Approximate computational cost: No useful data at present. We currently run predictions using protocol 16 from the Kellogg et al. paper on a Sun Grid Engine cluster. We measure time from job start in our scheduler to job completion which includes the cluster wait time as well as computational time. This could be refined. As well as score function changes, we aim to test different protocols for the shootout so times may vary.
How to run:
We run the jobs using a Python scheduler which communicates with a MySQL database and submits jobs to the SGE cluster. The scheduler takes care of intermediate steps (file-passing and command-line argument values between steps in the protocol). This is not currently portable to labs who do not have access to an SGE cluster so this backend be abstracted in the future. Analysis is run using a simple API (in Python) to the database, calling R to generate PDF output.
To avoid the necessity of using a MySQL database, one possibility is to dump the relevant data to an SQLite database which would be easier to set up. However, this would require adding a database abstraction layer into our code which is currently not present.
Fragment sets, or infile sets, live in the BENCH_HOME/fragments directory.
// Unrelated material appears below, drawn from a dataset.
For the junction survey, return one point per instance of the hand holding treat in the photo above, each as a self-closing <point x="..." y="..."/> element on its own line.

Each fragment set has to be in a separate directory. A benchmark type specific directory structure is neccessary in these fragment set directories. See below for details. Once the directories are setup, the fragment set has to be imported into the database. This is (currently) done each time anybody loads the fragment overview page (accessible from the main menu) - only the fragment set is imported. Edit the newly imported fragment set - it needs a description and a benchmark type. Once the fragment set is setup, import the fragments by the command bench.pl -mode fragment -submode insert_fragmentset -id <id> where <id> is the fragmentset id.
A fragment set, say abinitio_set01 (BENCH_HOME/fragments/abinitio_set01) has a 5-letter subdirectory for each target. In the CVS repository, there is an example, 1a32_.tbz. To setup, create the directory BENCH_HOME/fragments/abinitio_set01 and untar the file (tar -xvjf 1a32_.tbz) in that directory.